Space efficient Data Structures

Regular Algorithms and Data structures assume an implicit fact that all the data used in processing will fit in the main memory or the RAM of a machine.

With internet and digitalization advancing rapidly over the last 20 years, real world computing systems like IOT, Banking, ecommerce, social media, scientific applications. AI, ML .. rely on generating, processing, and computing massive datasets. The nature of these applications is geared towards being more data intensive in contrast to being more compute-intensive.

Storing these massive datasets on a single machine is infeasible and this led to adoption of Distributed systems where we use the power of multiple machines.

Even while using Distributed systems Algorithms and Data structures we should be focusing on building and fine tuning our Computing systems designs in a way that are space, computational and cost efficient for our use case while considering the various tradeoffs associated with possible available design choices.

Let us walk through a virtual example where an IOT company is processing events from home appliances.

Each event has the following metadata associated with them :

{

event-id : 3456443,

event-device-id : XE45632,

event-device-name : Refrigerator,

event-device-home-id : "H123525",

event-data : "Milk is over, order now.",

event-occurrence-this-month : 4

}

Let us assume that each event is approximately 40 bytes and on an average there are 10 billion events being generated daily leading to 400 GB of data size.
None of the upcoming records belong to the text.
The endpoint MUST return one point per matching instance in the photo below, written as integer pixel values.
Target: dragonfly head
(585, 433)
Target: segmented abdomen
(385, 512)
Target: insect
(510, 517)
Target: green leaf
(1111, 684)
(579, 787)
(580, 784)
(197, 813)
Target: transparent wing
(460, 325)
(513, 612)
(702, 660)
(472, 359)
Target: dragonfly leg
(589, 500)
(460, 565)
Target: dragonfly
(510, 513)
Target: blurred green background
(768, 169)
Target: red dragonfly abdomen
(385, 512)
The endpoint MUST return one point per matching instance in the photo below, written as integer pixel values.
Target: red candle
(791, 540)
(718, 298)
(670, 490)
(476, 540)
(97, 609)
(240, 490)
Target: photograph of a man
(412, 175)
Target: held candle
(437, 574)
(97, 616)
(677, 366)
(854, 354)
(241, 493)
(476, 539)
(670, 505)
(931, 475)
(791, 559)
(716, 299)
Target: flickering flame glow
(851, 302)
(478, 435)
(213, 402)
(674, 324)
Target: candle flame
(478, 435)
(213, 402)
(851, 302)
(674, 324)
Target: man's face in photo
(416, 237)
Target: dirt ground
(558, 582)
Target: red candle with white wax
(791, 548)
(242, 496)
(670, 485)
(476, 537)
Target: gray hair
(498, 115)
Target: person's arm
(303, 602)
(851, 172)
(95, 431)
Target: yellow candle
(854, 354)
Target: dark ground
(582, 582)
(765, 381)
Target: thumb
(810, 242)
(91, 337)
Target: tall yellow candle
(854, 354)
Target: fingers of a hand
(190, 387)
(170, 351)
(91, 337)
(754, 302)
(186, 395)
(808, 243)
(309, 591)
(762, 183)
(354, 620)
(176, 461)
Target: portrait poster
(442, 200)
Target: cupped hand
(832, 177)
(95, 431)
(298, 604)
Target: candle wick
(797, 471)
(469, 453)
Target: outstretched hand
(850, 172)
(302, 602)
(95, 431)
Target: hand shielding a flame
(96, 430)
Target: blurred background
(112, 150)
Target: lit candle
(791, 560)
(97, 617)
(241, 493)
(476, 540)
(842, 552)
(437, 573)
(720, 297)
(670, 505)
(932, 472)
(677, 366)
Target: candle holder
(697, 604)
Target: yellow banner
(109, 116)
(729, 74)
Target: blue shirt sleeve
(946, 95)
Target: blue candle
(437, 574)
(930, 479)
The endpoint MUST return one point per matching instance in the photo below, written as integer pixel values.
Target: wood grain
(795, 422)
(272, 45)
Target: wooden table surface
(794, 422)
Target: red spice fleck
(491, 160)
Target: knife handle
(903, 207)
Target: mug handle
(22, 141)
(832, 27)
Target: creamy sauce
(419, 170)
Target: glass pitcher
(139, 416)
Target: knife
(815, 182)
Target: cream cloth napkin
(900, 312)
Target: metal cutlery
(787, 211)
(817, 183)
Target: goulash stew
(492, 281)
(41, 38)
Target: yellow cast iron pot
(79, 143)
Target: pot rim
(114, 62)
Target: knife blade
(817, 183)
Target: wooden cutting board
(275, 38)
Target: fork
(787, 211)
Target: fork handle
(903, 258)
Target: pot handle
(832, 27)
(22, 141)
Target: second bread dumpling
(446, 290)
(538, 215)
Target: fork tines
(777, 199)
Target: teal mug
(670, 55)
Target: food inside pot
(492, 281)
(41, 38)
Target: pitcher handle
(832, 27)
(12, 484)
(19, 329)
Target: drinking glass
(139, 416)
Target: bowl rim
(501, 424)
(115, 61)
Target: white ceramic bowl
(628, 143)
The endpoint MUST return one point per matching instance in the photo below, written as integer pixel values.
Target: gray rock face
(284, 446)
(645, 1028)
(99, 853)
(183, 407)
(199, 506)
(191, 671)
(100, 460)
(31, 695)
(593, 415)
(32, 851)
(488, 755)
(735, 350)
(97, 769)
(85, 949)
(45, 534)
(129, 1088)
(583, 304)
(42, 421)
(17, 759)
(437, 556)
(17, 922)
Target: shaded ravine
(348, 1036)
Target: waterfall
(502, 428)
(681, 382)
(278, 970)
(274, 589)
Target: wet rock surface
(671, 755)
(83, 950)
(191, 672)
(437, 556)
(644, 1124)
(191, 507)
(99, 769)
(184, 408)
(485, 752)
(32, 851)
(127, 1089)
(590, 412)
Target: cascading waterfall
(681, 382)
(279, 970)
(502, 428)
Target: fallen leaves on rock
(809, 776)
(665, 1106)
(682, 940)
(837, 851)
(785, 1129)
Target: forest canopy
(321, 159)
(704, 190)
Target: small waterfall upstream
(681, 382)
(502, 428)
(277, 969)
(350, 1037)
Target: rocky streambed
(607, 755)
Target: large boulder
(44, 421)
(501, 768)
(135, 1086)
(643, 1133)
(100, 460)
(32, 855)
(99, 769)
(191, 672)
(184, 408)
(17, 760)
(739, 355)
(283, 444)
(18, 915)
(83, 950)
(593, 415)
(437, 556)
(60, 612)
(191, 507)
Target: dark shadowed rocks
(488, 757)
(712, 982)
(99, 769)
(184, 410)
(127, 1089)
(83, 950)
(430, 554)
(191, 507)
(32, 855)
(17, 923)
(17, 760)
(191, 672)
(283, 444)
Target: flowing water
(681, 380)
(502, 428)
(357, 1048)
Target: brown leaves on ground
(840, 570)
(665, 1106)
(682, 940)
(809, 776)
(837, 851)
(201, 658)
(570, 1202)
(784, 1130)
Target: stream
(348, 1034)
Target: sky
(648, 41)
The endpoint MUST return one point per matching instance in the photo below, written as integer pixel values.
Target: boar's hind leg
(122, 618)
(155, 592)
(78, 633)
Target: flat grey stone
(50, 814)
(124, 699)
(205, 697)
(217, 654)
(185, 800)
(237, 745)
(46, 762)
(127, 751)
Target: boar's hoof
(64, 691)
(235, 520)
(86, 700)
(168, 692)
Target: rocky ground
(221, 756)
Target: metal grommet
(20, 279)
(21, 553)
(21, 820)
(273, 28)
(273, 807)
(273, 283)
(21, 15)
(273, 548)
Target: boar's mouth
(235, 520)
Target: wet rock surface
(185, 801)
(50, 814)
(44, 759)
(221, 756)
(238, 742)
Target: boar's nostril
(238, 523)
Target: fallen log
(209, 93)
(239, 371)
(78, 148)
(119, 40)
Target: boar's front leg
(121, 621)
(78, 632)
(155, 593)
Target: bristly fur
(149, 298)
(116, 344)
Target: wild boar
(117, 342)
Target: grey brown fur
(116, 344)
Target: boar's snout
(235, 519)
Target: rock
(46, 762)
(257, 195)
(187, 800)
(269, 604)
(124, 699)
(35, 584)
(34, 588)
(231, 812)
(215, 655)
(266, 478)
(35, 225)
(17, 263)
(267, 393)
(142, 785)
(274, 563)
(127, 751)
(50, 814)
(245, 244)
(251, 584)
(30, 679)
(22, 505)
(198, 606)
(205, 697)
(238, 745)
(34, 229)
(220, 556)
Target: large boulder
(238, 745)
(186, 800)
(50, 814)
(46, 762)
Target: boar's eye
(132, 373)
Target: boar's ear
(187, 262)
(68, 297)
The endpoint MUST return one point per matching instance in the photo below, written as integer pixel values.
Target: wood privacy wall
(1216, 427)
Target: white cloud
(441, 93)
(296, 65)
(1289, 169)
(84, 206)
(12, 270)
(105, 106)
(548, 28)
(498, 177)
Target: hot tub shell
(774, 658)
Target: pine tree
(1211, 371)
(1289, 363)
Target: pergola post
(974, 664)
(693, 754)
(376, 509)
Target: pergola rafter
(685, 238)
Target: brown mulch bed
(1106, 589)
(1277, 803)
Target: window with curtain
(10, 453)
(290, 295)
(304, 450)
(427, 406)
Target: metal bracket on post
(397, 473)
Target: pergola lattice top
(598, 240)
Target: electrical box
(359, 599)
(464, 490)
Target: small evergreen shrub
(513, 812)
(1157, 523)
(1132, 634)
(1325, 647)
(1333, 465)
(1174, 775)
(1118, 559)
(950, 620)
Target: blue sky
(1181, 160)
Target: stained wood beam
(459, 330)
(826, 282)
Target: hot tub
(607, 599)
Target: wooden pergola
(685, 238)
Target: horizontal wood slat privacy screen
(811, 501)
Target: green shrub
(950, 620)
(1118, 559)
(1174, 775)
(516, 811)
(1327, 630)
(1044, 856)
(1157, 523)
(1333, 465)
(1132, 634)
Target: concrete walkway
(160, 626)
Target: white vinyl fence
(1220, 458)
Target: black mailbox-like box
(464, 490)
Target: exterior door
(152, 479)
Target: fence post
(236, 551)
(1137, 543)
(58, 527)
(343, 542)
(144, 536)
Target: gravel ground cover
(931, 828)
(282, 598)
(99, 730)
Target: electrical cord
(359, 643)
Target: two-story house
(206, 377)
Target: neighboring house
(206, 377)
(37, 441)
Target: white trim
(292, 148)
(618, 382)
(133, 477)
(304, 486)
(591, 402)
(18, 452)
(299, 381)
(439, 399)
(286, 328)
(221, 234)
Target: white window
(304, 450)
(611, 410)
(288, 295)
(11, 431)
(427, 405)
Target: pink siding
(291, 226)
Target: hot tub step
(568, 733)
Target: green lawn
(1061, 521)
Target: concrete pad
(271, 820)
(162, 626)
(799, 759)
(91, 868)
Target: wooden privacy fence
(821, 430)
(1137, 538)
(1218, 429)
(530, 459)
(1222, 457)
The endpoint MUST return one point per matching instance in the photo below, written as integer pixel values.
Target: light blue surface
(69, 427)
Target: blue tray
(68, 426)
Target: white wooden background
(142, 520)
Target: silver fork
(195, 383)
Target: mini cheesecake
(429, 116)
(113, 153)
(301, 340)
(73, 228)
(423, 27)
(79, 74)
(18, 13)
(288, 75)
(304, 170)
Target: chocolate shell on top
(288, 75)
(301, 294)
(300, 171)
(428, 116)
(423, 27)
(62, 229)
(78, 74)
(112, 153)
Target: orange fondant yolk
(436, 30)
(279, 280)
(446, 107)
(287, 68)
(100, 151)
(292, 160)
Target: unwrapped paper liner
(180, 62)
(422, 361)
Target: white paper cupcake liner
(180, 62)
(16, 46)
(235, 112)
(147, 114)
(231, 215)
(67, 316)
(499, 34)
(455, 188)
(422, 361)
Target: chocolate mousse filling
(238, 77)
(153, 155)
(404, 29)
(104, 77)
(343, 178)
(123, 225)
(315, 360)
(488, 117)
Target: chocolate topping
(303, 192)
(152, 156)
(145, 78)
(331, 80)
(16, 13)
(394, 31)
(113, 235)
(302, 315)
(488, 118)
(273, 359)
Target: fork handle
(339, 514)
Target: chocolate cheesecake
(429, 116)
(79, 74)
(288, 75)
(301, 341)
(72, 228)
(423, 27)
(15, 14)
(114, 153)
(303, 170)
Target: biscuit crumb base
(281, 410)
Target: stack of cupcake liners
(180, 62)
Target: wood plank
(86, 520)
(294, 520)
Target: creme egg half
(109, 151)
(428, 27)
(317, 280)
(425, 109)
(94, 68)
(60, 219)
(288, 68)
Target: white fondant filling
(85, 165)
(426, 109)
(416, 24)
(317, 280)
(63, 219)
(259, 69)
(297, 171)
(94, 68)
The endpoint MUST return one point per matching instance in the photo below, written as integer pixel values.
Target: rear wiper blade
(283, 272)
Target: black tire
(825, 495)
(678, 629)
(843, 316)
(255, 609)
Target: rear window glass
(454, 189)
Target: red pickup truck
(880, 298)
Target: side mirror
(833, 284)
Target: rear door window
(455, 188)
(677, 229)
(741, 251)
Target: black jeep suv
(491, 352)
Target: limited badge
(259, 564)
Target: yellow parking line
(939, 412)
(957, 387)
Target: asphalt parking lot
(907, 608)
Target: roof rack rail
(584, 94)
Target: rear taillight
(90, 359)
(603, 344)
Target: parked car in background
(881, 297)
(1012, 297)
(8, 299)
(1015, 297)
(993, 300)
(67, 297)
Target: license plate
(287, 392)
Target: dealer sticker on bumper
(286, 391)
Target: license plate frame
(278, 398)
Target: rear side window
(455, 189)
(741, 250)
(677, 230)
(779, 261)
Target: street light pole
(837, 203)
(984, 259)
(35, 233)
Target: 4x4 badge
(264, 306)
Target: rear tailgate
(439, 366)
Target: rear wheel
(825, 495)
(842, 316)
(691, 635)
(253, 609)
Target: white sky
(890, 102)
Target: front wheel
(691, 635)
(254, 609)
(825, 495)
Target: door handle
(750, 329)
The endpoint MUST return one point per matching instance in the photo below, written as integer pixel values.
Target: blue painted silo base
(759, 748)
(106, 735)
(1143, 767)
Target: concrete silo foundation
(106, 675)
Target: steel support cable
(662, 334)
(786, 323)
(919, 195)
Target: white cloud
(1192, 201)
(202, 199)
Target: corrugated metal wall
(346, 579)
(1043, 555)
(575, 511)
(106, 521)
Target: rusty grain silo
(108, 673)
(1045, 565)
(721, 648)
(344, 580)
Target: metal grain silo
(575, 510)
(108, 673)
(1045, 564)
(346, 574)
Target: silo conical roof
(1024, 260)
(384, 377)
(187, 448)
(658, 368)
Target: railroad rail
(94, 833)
The use case could be drawing insights on this dataset in order to determine for instance most popular home devices that generate events, classifying events according to devices, data, homes and so on while making sure we do not process duplicate events.

Classical way of approaching this problem is using a hash table {event-device-id, no of occurrences} (and other key-value combinations) as the key-value pairs and for our massive 400GB of data leaning on a Distributed hash table.

We will need around 80GB in order to generate this hash table from 10 billion events assuming 8 bytes per key-value pair. Additionally, underlying book-keeping associated with hash tables will need 1.5 to 2 times the space, bringing us close to 150 GB. You can see how quickly we have reached 150 GB for a simple hash table.

There are data structures that use a tiny amount of space as compared to regular hash tables. (Like 1 byte per item as compared to 8-16 bytes per item)

A Bloom filter will use 8 times less space than the {event-device-id, no of occurrences} hash table and will be able to answer whether a device id exists in our massive dataset with a 2% false positive rate.

A count-min sketch will use 24 times less space than the {event-device-id, no of occurrences} hash table in order to estimate the frequency of each event-device-id while exhibiting a very small overestimate.

A HyperLogLog can determine the cardinality (count of distinct events) with as little as 256KB exhibiting an error of less than 1% of the true cardinality. (For 10 billion events, a 12-bit HyperLogLog would have 2^12 = 4096 registers and would require 64 * 4096 = 256 KB of memory considering the 64-bit architecture)

If we can tradeoff more on the accuracy aspect of the insights we want from our dataset, then, we can further reduce the space consumed by these data structures.

We should aim at achieving our computing system goals with the optimal number of machines, in turn utilizing less space coupled with less infrastructure overhead in terms of costs and maintenance. This should be evaluated continuously both in distributed as well as non-distributed computing systems.

For a deeper understanding of these Data structures and how they work under the hood along with the mathematical nuances associated with these Data structures, I would highly recommend going over them in the textbook "Algorithms and Data Structures for Massive Datasets" by Dzejla Medjedovic and Emin Tahirovic.